The bank wanted to take a more iterative approach to software development. In May 2019, phase one of the hybrid pods was introduced. The hybrid pods are small teams (hence “pods”) of about three to eight people drawn from across the bank; anyone can join a pod (hence “hybrid”).

Martin says, however, that an engineer should be included so that the product aligns with the IT architecture of the investment bank, product owners should be able to articulate the outcome the pod is trying to achieve, and developers themselves should be included. Anyone in UBS can decide they want to build a product, and recruit others to join a pod to make it happen. Martin says this builds a sense of ownership over the product among the pods.

“People have taken it as a challenge to do something differentiating for the bank, and we currently have around 400 hybrid pods that we are tracking in [our enterprise automation solution] Blueprint,” she says.

And because the pods are hybrid, they can be built from the ground up with input from, for example, legal or compliance experts, and/or risk and finance.

“The idea was to put the teams closer together in one pod so they could look at [a product] properly from different angles, and get a complete picture instead of a partial view,” Martin says.

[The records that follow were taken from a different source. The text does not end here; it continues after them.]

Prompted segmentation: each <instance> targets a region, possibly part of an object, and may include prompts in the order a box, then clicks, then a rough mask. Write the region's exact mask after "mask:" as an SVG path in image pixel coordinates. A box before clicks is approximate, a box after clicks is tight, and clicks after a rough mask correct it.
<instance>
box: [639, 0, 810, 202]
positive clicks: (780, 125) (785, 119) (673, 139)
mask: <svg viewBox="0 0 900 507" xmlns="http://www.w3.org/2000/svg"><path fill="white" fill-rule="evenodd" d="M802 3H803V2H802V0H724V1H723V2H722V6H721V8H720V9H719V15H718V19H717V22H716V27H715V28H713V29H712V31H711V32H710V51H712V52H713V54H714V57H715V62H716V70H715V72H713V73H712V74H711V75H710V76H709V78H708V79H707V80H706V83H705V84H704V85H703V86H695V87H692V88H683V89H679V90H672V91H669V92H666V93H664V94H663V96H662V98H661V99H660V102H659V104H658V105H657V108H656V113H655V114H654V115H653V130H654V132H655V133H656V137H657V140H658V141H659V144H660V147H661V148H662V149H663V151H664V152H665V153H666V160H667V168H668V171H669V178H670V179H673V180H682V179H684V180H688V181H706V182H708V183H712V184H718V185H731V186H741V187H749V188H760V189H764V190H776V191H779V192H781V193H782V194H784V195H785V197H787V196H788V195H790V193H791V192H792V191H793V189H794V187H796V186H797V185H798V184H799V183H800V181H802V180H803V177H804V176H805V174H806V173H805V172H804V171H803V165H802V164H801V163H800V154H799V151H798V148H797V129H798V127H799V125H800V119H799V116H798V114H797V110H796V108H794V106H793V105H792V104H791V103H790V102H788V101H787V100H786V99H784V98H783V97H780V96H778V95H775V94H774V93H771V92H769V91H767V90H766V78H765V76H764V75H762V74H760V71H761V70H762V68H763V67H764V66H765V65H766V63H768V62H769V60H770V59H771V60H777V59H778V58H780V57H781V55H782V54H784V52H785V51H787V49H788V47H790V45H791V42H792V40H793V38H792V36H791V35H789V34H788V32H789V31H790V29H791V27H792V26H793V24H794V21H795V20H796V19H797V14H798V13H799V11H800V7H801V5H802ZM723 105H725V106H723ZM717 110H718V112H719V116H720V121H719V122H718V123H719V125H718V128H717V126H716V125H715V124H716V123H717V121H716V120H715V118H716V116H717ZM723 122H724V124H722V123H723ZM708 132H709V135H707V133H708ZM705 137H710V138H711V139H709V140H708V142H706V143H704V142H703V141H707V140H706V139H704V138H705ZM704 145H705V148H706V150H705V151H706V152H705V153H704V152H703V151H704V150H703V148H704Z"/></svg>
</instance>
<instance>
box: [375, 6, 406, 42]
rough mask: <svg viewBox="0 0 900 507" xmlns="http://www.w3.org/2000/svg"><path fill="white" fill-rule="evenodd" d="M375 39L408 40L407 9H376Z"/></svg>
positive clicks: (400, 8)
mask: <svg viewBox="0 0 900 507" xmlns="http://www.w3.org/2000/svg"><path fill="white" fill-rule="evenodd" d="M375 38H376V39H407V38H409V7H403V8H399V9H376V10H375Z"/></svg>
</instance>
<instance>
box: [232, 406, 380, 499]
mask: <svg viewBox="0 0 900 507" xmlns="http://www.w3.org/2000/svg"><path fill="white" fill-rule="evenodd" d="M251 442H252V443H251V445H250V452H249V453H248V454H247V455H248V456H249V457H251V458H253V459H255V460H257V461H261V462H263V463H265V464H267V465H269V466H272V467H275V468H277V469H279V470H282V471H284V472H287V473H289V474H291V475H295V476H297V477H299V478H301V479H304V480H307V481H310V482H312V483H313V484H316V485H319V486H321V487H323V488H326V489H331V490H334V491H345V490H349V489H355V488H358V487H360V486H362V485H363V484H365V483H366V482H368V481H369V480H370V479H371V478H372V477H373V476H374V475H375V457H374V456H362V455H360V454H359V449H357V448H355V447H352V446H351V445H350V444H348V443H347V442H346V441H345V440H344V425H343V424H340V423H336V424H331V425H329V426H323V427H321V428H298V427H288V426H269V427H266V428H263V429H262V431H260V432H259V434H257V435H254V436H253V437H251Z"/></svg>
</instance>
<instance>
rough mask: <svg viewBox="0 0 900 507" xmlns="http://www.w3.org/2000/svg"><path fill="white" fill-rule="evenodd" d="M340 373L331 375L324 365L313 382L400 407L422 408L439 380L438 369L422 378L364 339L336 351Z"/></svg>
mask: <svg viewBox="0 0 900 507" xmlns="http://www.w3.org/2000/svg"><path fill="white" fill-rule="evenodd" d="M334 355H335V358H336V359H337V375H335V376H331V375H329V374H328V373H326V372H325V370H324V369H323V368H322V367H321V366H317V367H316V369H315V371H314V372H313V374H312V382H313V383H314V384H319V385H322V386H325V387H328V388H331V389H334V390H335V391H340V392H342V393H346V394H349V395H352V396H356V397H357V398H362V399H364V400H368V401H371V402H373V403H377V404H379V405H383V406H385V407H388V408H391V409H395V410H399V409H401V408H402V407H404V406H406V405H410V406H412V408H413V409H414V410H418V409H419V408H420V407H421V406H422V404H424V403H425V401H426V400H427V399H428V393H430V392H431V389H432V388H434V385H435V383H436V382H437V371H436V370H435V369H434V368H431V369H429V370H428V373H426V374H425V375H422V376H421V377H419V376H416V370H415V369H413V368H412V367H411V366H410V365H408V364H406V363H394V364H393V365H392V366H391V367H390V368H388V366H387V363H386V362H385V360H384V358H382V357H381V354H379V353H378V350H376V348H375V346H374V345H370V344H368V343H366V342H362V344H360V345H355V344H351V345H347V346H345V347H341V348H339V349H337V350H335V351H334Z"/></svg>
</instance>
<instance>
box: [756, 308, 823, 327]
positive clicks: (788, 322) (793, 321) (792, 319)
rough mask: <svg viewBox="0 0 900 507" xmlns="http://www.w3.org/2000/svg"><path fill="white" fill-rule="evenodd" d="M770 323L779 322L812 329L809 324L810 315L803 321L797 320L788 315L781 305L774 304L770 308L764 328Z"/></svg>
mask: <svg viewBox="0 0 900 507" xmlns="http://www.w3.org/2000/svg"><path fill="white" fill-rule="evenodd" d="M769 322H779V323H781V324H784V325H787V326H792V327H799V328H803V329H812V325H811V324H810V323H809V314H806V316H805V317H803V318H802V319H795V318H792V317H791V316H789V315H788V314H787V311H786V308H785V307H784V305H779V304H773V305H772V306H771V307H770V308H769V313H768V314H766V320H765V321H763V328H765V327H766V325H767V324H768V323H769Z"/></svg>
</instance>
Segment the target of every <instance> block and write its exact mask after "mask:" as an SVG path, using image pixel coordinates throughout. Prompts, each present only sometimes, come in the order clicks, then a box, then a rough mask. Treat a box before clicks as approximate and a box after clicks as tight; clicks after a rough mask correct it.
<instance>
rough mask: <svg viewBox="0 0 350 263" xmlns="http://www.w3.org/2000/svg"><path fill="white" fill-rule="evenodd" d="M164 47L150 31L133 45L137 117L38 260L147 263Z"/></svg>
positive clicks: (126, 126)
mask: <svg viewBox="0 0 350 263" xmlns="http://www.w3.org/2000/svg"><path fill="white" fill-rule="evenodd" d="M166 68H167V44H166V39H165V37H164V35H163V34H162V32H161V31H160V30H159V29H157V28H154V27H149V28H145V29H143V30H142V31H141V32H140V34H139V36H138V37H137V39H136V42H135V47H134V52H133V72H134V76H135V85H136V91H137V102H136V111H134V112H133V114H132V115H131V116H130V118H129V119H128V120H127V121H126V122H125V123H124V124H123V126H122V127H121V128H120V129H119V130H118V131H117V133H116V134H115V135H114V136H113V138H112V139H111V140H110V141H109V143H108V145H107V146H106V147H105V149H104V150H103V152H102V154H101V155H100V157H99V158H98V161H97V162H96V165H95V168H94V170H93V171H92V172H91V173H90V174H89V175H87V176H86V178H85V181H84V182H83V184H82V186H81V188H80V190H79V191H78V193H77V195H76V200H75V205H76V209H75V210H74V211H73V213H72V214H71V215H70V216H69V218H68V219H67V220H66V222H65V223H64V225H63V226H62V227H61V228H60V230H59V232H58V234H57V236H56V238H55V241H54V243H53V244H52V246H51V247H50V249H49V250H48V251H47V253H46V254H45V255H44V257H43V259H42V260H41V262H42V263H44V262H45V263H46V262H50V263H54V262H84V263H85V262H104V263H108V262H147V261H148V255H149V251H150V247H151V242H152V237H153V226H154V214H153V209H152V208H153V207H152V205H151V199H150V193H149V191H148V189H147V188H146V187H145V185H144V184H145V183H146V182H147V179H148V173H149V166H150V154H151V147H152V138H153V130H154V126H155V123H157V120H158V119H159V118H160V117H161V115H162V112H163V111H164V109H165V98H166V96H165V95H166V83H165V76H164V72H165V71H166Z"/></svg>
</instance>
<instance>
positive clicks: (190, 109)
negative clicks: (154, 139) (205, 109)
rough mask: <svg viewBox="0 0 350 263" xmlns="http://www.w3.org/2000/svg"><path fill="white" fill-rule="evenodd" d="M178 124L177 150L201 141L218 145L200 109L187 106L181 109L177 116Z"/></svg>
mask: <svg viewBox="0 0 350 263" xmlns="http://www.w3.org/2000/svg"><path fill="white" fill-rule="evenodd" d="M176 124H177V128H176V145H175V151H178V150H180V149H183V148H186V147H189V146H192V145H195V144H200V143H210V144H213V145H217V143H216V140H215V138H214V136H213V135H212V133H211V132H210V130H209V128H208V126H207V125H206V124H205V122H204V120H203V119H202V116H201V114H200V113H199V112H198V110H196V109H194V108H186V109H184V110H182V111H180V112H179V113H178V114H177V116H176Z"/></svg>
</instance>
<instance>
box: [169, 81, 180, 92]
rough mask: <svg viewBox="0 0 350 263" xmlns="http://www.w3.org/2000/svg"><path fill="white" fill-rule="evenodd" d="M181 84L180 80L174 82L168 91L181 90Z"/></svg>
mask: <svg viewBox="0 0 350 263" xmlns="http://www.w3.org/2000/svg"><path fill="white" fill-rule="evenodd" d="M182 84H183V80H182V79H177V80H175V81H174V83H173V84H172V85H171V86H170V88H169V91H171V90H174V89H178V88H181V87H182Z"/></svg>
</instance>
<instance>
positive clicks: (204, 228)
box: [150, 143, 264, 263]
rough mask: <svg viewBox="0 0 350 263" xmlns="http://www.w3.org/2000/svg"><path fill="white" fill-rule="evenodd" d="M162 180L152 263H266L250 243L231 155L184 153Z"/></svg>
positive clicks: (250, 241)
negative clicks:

One of the conversations the banks has been having about the pods is whether or not pod members need to be in the same geographic location. With its developers being mainly in India, this was not always easy to achieve. It has had the benefit, however, that during a time when everyone is working from home, it hasn’t caused significant disruption to their operations. 

Internal Successes

Martin says an early successful project was from the global equity derivatives business, which brought an entirely new application for actively-managed certificates to production in under six months. This pod now runs weekly show-and-tell events with trading and sales, and so it can respond quickly to changes in requirements.

Since then, a pod that named itself Alerting Gear has automated sales activity across foreign exchange (FX) clients. The CSA Digitization pod has automated the processing of onboarding collateral service agreements. The Skylab pod built a cloud solution in the Microsoft Azure cloud platform in three months, which addressed a need for more storage and analytics for Evidence Lab, a team that builds research reports for clients based off of alternative datasets. And the Neo Darwin pod built the user interface for UBS’s e-commerce platform. This pod reduced the time of its releases from 20 working days to five by automating its change-management process, allowing it to more quickly respond to user feedback and evolving business requirements.

Phased

UBS is now moving to phase two of the pod scheme. Phase one created just under 400 pods with 2,500 people in them. Phase two will be about optimizing these pods.

“We are going to focus on assigning product managers to each pod, making sure we have a digital book of work for each of the pods, introducing DevOps metrics to help teams measure and optimize their delivery, and coaching and training people, which is very important,” Martin says. “So we are scaling the campaign to cover, if we can, the whole of the investment portfolio—that would be my desire. And then to establish communities to share knowledge across the pods.”

UBS said last year that it had cut over 8,000 jobs in its external workforce over the two years prior, primarily in technology operations, replacing these with 5,000 internal roles. This was done to cut spending, bring expertise in-house and speed up automation.